The sixth challenge on Ebeid's agenda was to boost privatisation and attract greater foreign investment. "The Egyptian privatisation programme is one of the most successful and transparent in the world. It is being implemented in a way that gives corrupt people no chance to profiteer," Ebeid said. He revealed that accumulated government capital in public sector companies is estimated at LE6.5 billion. "The privatisation programme has enabled the finance ministry to recover the value of this invested capital. However, public sector companies currently slated for privatisation are still burdened with LE27 billion in debts to banks," Ebeid said. Parliament's report warned that the privatisation of some public industries has led to the proliferation of private monopolies in the strategic areas of steel, cement, beer and fertilisers. "The government had better hurry an anti-trust law through parliament. This is necessary to ensure that public monopolies will not turn out to be private monopolies at the expense of free competition and the interests of ordinary consumers," the report said. The report also rebuked the government for its failure to attract greater foreign investment. "In 2000/2001, foreign direct investment (FDI) in Egypt amounted to a mere $502 million. In the second half of 2001, the value of FDI reached $334 million," the report said. It blamed the repercussions of the 11 September attacks, the American war in Afghanistan and the Middle East turmoil for the steady decline in FDI flows into Egypt.
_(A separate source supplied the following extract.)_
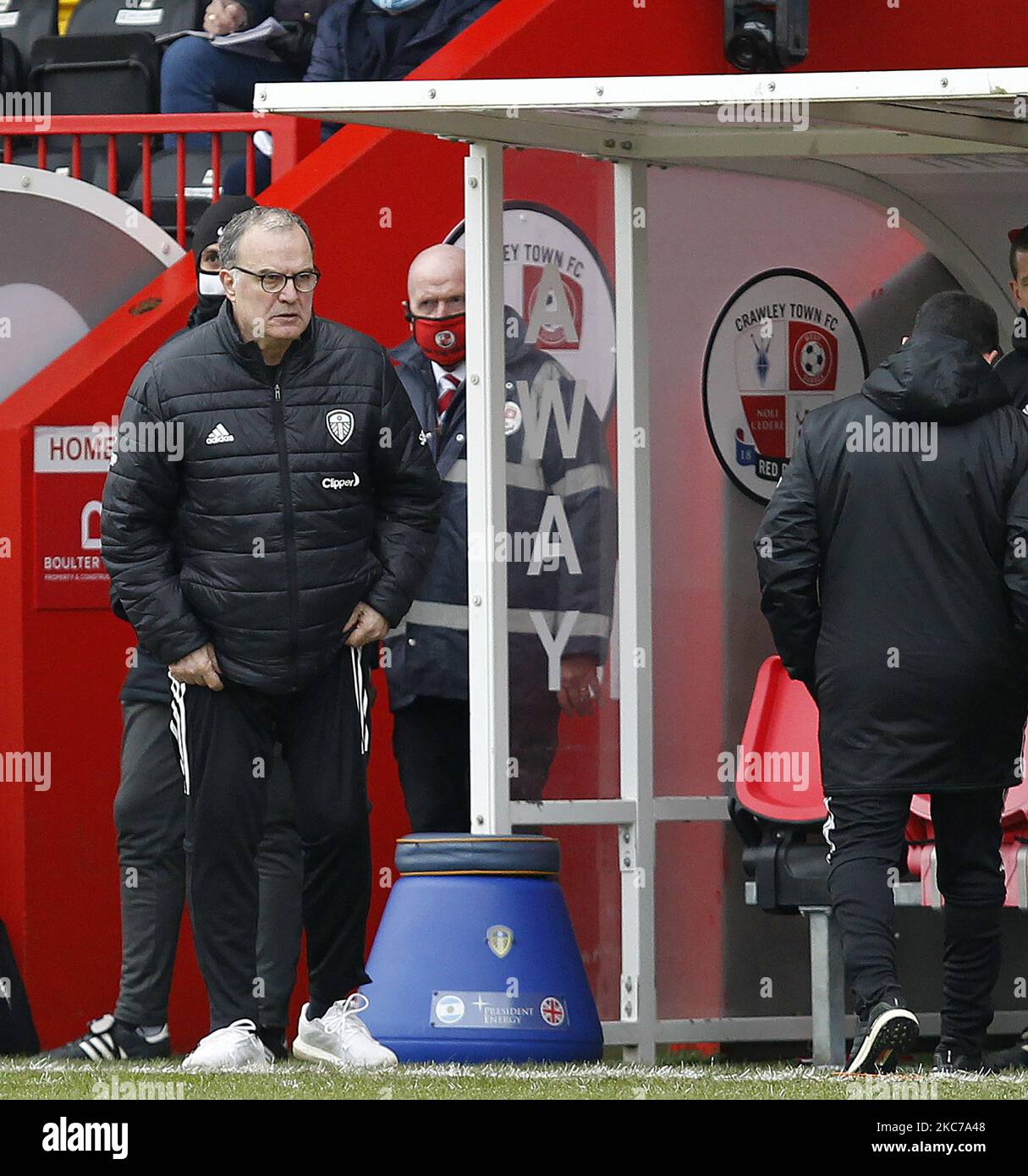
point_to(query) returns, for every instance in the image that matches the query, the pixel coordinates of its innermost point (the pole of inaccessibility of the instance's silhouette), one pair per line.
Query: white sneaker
(341, 1037)
(237, 1047)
The seventh challenge on Ebeid's agenda is battling unemployment. Ebeid unveiled that an "Unemployment Fund" is being established: the first of its kind in Egypt. "This Fund will be devoted to providing monthly financial assistance to laid-off workers. The money from this fund, initially estimated at LE750 million, will come from government and private sector contributions. Half a per cent of each worker's salary will also be deducted to contribute to this fund," the prime minister said.
Ebeid also noted that the number of government workers now stands at seven million: five million in government offices and public sector companies and two million in the economic and service sectors. "The government is committed not to increase this number. New appointments, estimated annually at 170,000, will only replace retired employees," he said. Ebeid has taken harsh criticism in the past for his employment policies. El-Badri Farghali, a leftist MP, said Ebeid's lavish promises for fighting unemployment were all easier said than fulfilled. "Over three years into his term in office, Ebeid promised to create 2.257 million job opportunities. This was far from reality and will never be realised," said Farghali.